Los buques suicidantes
 

—¿Qué hora es?

—Las cinco —respondí. El viejo marinero que me había hecho la pregunta me miró desconfiado, con las manos en los bolsillos, recostándose enfrente de mí.

Miró largo rato mi pantalón. Distraído. Al fin se tiró al agua.

Los tres que quedaron se acercaron rápidamente y observaron el remolino. Se sentaron en la borda silbando despacio con la vista perdida a lo lejos. Uno se bajó y se tendió en el puente, cansado. Los otros desaparecieron uno tras otro. A las seis, el último (se levantó, se compuso la ropa), apartóse el pelo de la frente, caminó con sueño aún, y se tiró al agua.

Entonces quedé solo, mirando como un idiota el mar desierto. Todos, sin saber lo que hacían, se habían arrojado al mar, envueltos en el sonambulismo morboso que flotaba en el buque. Cuando uno se tiraba al agua los otros se volvían, momentáneamente preocupados, como si recordaran algo, para olvidarse enseguida. Así habían desaparecido todos, y supongo que lo mismo los del día anterior, y los otros y los de los demás buques. Eso es todo.

Nos quedamos mirando al raro hombre con explicable curiosidad.
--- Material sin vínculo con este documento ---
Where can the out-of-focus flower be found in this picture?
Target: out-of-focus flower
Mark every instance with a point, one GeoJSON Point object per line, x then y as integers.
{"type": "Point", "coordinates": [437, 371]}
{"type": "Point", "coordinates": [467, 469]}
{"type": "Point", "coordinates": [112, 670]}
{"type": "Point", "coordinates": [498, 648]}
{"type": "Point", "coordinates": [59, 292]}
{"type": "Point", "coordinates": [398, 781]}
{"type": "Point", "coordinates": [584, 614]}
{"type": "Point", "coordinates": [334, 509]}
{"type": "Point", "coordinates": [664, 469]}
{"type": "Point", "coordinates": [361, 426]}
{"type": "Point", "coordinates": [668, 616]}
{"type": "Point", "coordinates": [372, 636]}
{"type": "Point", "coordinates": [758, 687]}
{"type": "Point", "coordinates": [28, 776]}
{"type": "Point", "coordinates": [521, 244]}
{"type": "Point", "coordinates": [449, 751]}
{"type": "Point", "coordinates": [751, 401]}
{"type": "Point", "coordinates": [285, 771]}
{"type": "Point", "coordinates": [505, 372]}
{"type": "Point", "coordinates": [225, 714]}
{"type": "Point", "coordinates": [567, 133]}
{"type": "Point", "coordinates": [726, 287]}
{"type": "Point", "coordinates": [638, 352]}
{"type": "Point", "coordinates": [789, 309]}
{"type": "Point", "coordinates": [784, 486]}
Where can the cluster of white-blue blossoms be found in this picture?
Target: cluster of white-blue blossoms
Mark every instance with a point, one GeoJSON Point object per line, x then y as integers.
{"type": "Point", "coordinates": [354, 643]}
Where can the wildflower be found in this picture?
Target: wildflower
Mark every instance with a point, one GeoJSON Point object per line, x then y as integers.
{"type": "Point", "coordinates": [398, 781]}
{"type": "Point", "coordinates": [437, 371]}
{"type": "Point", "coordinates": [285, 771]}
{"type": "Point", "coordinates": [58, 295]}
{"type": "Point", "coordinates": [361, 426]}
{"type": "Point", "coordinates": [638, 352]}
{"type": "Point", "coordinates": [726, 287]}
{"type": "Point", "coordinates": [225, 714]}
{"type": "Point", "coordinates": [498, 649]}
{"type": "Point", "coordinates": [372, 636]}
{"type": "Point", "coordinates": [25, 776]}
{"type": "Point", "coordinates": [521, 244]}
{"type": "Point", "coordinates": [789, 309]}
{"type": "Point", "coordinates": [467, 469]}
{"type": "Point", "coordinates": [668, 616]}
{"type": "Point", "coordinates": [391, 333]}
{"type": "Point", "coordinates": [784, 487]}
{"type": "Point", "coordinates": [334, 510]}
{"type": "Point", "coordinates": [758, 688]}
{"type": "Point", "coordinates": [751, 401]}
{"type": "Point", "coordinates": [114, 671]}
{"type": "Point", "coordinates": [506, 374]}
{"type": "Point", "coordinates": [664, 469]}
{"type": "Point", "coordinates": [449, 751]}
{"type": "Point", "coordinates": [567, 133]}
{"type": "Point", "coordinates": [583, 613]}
—¿Y usted no sintió nada? —le preguntó mi vecino de camarote.

—Sí; un gran desgano y obstinación de las mismas ideas, pero nada más. No sé por qué no sentí nada más. Presumo que el motivo es éste: en vez de agotarme en una defensa angustiosa y a toda costa contra lo que sentía, como deben de haber hecho todos, y aun los marineros sin darse cuenta, acepté sencillamente esa muerte hipnótica, como si estuviese anulado ya. Algo muy semejante ha pasado sin duda a los centinelas de aquella guardia célebre que noche a noche se ahorcaban.

Como el comentario era bastante complicado, nadie respondió. Poco después el narrador se retiraba a su camarote. El capitán lo siguió un rato de reojo.

—¡Farsante! —murmuró.

—Al contrario —dijo un pasajero enfermo, que iba a morir a su tierra—. Si fuera farsante no habría dejado de pensar en eso y se hubiera tirado también.